Ken Dybas is a highway construction worker and he says that he’s seen some pretty strange things. Like discarded furniture, people and animals wandering along the freeway. Giant ants made of sticks.

DYBAS: We were out here working yesterday when they were installing them and I had to keep my crew going because they actually wanted to keep stopping to watch the operation of these going up. It was really something else. 

Ken’s referring to three, 20 foot long ants that weigh 700 pounds each. Not to worry. Their size is not due anything Ken dug up along the highway. They are the work of New York artist David Rogers. He says that kids learn how to identify insects but they don’t necessarily understand them.

ROGERS: Stay away from that ant hill, Billy. That’s crazy business cause you know they play such a more integral role in the ecosystem that we could imagine.

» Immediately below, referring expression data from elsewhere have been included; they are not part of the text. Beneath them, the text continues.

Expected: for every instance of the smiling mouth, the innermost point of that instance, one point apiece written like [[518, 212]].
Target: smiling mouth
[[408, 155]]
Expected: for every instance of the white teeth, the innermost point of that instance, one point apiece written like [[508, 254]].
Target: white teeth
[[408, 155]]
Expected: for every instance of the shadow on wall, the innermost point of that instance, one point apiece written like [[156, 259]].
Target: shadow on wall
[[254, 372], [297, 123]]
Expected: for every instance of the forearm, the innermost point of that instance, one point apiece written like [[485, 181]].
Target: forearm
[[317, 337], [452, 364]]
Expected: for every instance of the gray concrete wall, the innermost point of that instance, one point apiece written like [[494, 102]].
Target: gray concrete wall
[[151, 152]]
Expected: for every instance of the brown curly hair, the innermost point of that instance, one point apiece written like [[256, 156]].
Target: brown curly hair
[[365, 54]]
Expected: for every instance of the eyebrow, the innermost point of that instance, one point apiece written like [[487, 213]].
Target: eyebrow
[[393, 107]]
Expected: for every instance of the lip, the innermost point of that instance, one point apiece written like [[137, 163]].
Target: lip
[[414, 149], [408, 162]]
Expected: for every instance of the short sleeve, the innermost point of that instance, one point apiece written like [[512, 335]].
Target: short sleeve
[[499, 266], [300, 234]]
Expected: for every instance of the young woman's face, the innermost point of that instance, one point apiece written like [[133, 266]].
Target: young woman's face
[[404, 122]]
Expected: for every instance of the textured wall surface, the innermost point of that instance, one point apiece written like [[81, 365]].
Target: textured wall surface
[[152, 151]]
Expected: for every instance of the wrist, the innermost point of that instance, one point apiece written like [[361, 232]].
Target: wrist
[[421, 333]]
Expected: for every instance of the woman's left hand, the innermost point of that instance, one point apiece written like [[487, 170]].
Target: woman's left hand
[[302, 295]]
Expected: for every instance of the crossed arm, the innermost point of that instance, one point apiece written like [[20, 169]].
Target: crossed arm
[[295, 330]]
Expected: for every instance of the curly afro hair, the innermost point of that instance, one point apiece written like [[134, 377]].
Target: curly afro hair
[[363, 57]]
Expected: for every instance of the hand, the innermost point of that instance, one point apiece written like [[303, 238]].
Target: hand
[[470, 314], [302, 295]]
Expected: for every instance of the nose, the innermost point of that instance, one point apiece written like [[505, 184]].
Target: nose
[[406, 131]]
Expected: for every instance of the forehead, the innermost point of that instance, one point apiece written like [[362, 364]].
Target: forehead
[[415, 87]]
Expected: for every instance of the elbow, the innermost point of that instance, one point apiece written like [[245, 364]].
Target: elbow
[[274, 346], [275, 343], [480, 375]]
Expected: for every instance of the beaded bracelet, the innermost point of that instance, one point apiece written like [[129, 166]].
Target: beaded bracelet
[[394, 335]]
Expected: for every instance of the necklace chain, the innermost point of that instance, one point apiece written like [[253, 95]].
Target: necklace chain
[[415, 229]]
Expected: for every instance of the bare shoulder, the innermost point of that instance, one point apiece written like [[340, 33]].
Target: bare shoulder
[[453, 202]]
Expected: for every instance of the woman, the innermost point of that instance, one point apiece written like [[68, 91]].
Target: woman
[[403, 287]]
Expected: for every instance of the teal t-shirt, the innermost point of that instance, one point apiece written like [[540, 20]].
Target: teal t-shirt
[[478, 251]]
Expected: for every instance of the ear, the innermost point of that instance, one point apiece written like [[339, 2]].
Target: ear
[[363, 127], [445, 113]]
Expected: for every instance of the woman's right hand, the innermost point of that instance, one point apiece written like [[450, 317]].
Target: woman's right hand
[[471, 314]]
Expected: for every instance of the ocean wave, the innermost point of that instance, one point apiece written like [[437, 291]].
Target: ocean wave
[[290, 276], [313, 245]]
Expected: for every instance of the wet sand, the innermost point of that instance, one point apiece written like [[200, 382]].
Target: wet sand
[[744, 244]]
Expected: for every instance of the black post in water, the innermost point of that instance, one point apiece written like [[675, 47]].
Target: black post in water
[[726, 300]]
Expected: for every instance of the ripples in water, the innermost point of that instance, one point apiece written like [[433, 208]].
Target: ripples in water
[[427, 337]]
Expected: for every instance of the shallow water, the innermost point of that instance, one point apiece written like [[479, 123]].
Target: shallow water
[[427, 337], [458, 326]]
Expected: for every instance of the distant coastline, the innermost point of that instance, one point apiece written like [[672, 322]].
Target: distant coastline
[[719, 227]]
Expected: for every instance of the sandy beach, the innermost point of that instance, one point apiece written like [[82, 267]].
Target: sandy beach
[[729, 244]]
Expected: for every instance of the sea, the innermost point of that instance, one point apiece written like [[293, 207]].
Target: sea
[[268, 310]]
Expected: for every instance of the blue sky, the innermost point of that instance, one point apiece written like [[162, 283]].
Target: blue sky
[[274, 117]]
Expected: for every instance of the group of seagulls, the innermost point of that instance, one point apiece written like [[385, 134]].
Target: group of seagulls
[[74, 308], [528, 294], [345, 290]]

David and I are standing in an area of the Arboretum that’s not open to the public. It’s the research and cultivation area. Large earth movers roar in the back round. The air is saturated with the fragrance of budding trees and seedlings soon to be planted through out the grounds. David opens the door to a large shipping container the bugs call home when not on display. It smells like varnish. The daddy’s eight long legs hang over a metal pole to dry. Just outside is a pile of ant parts waiting to be assembled. According to the Arboretum’s Gina Tesdesco, one of them is smiling.

TEDESCO: They do have an inviting quality. They’re not scary, they’re not ugly, they’re just, ‘Hi, you want to play with me?’

ROGERS: Part of the design in the early years was to try to make them as friendly as I could. 

Some have personalities that suggest that it’s not so easy being huge.

ROGERS: One’s definitely grumpy if you look close but I’m not gonna tell you which one.

David’s sculptures are made entirely of renewable resources. The bodies are made of standing dead trees, held together with willow branches he cuts close to the ground to insure re-growth. He say’s that sometimes he knows exactly what he wants to make. Other times, it’s the trees tell him what they want to be.

ROGERS: I had a bunch of dead red cedar trees leaning up against my studio when I started the big bugs and had this whole other ideal for designing how I was going to go about making the dragonfly bodies and I walked by the trees so many times I got used to seeing them. I stopped seeing them for what they were. I said they are already dragonfly bodies.

David hands me what I think is amber. It’s the size of the palm of my hand. But before I can plot my escape with the gorgeous stone, he bursts my bubble and tells me its cedar. They are the eyes for his 1,200 pound praying mantis. He points to the stack of ant parts waiting for assembly. Their eyes are not brilliant red like the mantis. The sun has turned them into a softer hue with yellow undertones. The ant parts are interchangeable and built around a metal substructure.

ROGERS: These are the only ants you could say they have an endo and exo skeleton. Meaning we as humans we have our skeletons inside of our bodies so that’s an endo. But all insects, that hard shell that is their skeleton. They’re all gooey inside.

David began his career in 1990 by building a 15-foot dinosaur out of fallen tree branches. His first big bug was commissioned by a botanical garden in Dallas, Texas, in 1999. He says that his body of work all about continuing the life cycle.

ROGERS: Every wood worker could probably share that experience with you and say that they get to give the tree a new life.

And like all living things…

ROGERS: They go back to all their original compounds; simple compounds. I mean they just turn to dust. They go back to the soil.